\section*{Part 1}
Julien must take the plane; he planned to take the bus to get to the airport.\\
If he takes the 8 o'clock bus, he is sure to be at the airport in time for his flight.\\
On the other hand, the next bus would not allow him to arrive at the airport in time.\\
Julien left late from his apartment and the probability that he misses his bus is 0.8.\\
If he misses his bus, he goes to the airport by taking a private car company; he then has a probability of 0.5 of being on time at the airport.\\
We denote:
\begin{itemize}
  \item $B$ the event: ``Julien manages to take his bus'';
  \item $V$ the event: ``Julien is on time at the airport for his flight''.
\end{itemize}

\begin{enumerate}
  \item Give the value of $P _ { B } ( V )$.
  \item Represent the situation with a probability tree.
  \item Show that $P ( V ) = 0.6$.
  \item If Julien is on time at the airport for his flight, what is the probability that he arrived at the airport by bus? Justify.
\end{enumerate}

\section*{Part 2}
Airlines sell more tickets than there are seats on planes because some passengers do not show up for boarding on the flight they have booked. This practice is called overbooking.\\
Based on statistics from previous flights, the airline estimates that each passenger has a 5\% chance of not showing up for boarding.\\
Consider a flight on a plane with 200 seats for which 206 tickets have been sold. We assume that the presence at boarding of each passenger is independent of other passengers and we call $X$ the random variable that counts the number of passengers showing up for boarding.

\begin{enumerate}
  \item Justify that $X$ follows a binomial distribution and specify its parameters.
  \item On average, how many passengers will show up for boarding?
  \item Calculate the probability that 201 passengers show up for boarding. The result should be rounded to $10 ^ { - 3 }$.
  \item Calculate $P ( X \leqslant 200 )$, the result should be rounded to $10 ^ { - 3 }$. Interpret this result in the context of the exercise.
  \item The airline sells each ticket for 250 euros.
\end{enumerate}

If more than 200 passengers show up for boarding, the airline must refund the plane ticket and pay a penalty of 600 euros to each affected passenger.\\
We call:\\
$Y$ the random variable equal to the number of passengers who cannot board despite having purchased a ticket;\\
$C$ the random variable that totals the revenue of the airline on this flight.

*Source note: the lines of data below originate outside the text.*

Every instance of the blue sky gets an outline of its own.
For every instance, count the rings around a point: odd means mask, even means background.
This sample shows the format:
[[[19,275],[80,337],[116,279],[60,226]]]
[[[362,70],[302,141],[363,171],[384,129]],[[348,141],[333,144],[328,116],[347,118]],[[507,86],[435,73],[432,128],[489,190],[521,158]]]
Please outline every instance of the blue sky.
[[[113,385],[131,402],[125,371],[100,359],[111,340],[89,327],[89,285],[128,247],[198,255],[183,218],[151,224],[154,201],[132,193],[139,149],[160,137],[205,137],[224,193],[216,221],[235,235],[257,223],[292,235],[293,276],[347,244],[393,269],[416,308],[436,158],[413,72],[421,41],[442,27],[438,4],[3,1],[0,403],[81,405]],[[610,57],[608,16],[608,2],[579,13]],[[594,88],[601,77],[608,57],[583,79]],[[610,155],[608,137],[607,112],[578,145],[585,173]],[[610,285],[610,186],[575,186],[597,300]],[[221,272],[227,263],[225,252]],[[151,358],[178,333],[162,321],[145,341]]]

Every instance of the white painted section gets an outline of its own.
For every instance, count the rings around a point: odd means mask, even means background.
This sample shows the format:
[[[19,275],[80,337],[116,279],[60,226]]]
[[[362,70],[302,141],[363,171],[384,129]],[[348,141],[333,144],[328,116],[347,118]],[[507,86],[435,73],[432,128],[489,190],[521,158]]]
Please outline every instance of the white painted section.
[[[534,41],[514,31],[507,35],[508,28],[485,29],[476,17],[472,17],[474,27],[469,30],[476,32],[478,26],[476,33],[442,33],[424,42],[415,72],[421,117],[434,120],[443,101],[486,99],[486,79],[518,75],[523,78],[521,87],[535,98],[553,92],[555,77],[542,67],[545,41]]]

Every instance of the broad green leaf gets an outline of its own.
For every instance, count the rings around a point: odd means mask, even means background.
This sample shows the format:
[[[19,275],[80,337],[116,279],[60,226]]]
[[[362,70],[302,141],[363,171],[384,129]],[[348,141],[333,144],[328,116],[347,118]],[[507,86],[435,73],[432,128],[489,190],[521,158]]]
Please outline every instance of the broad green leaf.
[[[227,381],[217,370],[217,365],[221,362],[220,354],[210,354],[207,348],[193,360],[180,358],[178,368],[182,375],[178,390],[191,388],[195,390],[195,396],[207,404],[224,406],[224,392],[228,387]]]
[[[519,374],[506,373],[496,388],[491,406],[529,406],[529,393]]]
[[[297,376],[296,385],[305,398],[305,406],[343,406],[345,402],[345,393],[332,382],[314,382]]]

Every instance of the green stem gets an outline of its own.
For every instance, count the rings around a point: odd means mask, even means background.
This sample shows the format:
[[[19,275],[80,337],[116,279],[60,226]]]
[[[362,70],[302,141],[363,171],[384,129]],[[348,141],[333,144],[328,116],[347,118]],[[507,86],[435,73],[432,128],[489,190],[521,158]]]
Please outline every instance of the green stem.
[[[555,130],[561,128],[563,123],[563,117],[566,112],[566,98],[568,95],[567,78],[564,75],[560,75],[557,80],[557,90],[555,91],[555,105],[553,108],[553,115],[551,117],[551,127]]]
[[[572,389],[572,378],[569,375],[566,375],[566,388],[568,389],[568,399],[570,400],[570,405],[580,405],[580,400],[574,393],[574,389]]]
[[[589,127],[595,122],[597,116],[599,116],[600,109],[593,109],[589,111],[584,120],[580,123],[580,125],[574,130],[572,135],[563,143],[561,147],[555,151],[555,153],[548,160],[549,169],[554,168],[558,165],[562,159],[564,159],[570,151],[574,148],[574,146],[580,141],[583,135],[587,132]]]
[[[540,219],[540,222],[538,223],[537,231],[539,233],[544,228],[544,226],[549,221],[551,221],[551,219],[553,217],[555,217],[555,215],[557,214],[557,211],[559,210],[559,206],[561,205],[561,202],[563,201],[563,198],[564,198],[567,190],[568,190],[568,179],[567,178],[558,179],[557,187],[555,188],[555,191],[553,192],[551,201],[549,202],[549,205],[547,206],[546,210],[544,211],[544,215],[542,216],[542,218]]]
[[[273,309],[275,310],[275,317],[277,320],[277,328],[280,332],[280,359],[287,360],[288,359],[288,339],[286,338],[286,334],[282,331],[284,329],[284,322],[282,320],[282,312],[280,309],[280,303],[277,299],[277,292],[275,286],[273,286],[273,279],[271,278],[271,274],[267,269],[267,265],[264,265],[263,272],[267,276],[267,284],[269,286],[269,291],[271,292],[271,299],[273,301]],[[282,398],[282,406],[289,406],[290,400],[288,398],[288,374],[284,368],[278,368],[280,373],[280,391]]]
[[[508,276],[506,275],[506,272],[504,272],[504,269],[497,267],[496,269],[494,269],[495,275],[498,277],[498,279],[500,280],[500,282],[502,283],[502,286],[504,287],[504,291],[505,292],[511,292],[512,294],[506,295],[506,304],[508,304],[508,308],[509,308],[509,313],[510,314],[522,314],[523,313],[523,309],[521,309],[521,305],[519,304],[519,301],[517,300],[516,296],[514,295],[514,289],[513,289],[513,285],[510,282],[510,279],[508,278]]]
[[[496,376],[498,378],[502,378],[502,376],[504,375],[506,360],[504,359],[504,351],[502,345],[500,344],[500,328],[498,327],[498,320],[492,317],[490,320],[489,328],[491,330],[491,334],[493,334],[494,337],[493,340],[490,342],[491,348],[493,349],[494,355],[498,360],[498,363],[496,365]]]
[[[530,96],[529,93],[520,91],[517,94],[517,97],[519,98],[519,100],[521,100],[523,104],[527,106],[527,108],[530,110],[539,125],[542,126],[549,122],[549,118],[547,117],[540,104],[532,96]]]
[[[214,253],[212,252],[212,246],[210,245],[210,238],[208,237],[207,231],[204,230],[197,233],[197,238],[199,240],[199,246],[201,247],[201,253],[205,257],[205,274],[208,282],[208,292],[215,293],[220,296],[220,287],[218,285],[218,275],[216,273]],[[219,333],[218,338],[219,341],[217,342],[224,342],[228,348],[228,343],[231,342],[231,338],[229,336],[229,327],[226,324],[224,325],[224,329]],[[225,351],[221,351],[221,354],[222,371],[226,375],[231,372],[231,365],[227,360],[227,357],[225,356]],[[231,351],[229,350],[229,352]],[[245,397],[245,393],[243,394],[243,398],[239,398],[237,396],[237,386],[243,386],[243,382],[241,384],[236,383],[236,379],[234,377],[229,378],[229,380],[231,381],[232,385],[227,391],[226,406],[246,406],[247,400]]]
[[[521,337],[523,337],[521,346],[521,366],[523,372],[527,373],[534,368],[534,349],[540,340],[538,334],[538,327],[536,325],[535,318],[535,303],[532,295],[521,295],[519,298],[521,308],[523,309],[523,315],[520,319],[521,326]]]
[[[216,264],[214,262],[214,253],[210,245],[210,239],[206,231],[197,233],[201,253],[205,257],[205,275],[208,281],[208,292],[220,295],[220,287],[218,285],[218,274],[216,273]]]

We admit that $Y$ follows the probability distribution given by the following table:

\begin{center}
\begin{tabular}{ | c | c | c | c | c | c | c | c | }
\hline
$y _ { i }$ & 0 & 1 & 2 & 3 & 4 & 5 & 6 \\
\hline
$P \left( Y = y _ { i } \right)$ & 0,94775 & 0,03063 & 0,01441 & 0,00539 & 0,00151 & 0,00028 &  \\
\hline
\end{tabular}
\end{center}

a. Complete the probability distribution given above by calculating $P ( Y = 6 )$.\\
b. Justify that: $C = 51500 - 850 Y$.\\
c. Give the probability distribution of the random variable $C$ in the form of a table. Calculate the expected value of the random variable $C$ to the nearest euro.\\
d. Compare the revenue obtained by selling exactly 200 tickets and the average revenue obtained by practicing overbooking.